= Fons van de Vijver =

Dutch psychologist (1952–2019)

Alphonsius Josephus Rachel (Fons) van de Vijver (4 October 1952 – 1 June 2019) was a Dutch psychologist and Professor of Cross-cultural Psychology at Tilburg University, North-West University, University of Queensland, and National Research University Higher School of Economics. He was known for his work on cross-cultural research and on methods of comparisons.

Van de Vijver was born in Koewacht on 4 October 1952. He received both his MA and in 1991 his PhD in Psychology from Tilburg University. He was appointed Professor of Cross-cultural Psychology at Tilburg University, and was also Professor at the North-West University in South Africa and the University of Queensland in Australia. In 2013, he received the APA Award for Distinguished Contributions to the International Advancement of Psychology.

Van de Vijver died in Maidenwell, Queensland on 1 June 2019 following a brain haemorrhage at the age of 66.

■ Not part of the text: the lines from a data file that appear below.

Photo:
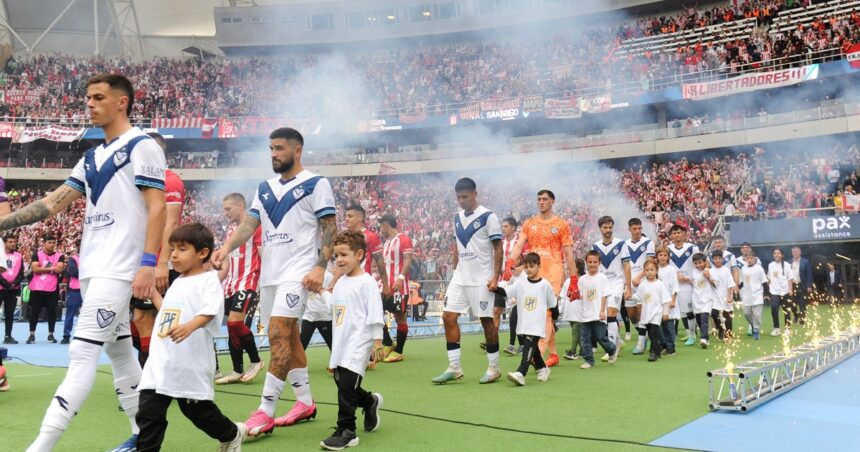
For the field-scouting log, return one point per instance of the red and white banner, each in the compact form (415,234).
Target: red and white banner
(750,82)
(567,108)
(7,130)
(50,133)
(851,202)
(853,56)
(178,123)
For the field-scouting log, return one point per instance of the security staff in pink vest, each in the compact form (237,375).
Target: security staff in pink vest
(47,265)
(73,296)
(10,284)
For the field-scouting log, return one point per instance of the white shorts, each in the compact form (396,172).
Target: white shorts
(104,312)
(286,299)
(460,299)
(685,301)
(632,302)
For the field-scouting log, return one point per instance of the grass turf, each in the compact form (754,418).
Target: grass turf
(632,401)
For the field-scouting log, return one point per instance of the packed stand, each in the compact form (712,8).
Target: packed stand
(420,80)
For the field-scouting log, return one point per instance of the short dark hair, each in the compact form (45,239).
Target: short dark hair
(355,207)
(605,219)
(159,139)
(353,239)
(465,184)
(238,197)
(287,133)
(511,221)
(118,82)
(677,227)
(389,220)
(196,235)
(548,193)
(531,258)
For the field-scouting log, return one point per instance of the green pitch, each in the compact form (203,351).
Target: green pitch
(611,407)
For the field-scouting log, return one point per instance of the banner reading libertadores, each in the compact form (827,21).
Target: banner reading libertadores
(750,82)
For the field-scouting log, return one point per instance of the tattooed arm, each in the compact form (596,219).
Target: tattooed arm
(50,205)
(243,232)
(313,280)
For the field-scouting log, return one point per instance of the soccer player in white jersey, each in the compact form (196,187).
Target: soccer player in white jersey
(640,249)
(615,265)
(718,243)
(477,266)
(295,208)
(681,255)
(123,182)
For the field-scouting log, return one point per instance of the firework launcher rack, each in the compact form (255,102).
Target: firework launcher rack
(750,384)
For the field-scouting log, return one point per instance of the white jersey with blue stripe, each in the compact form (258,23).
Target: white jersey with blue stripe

== Selected publications ==
Van de Vijver authored and co-authored many publications in his field of expertise. Below is a selection:
- Harkness, Janet A., Fons JR Van de Vijver, and Peter Ph Mohler. Cross-cultural survey methods. J. Wiley, 2003.
- Matsumoto, D., & van de Vijver, F. J. R. (2011). Cross-cultural research methods in psychology. (D. Matsumoto & F. J. R. van de Vijver, Eds.). New York, NY, US: Cambridge University Press.
- Van de Vijver, Fons JR. Methods and data analysis for cross-cultural research. Vol. 1. Sage, 1997.
- van de Vijver, F. J. R., & Leung, K. (1997). Methods and data analysis for cross-cultural research. Newbury Park, CA: Sage.
- Van de Vijver, Fons, and Hambleton, Ronald K. "Translating tests: Some practical guidelines." European Psychologist 1.2 (1996): 89.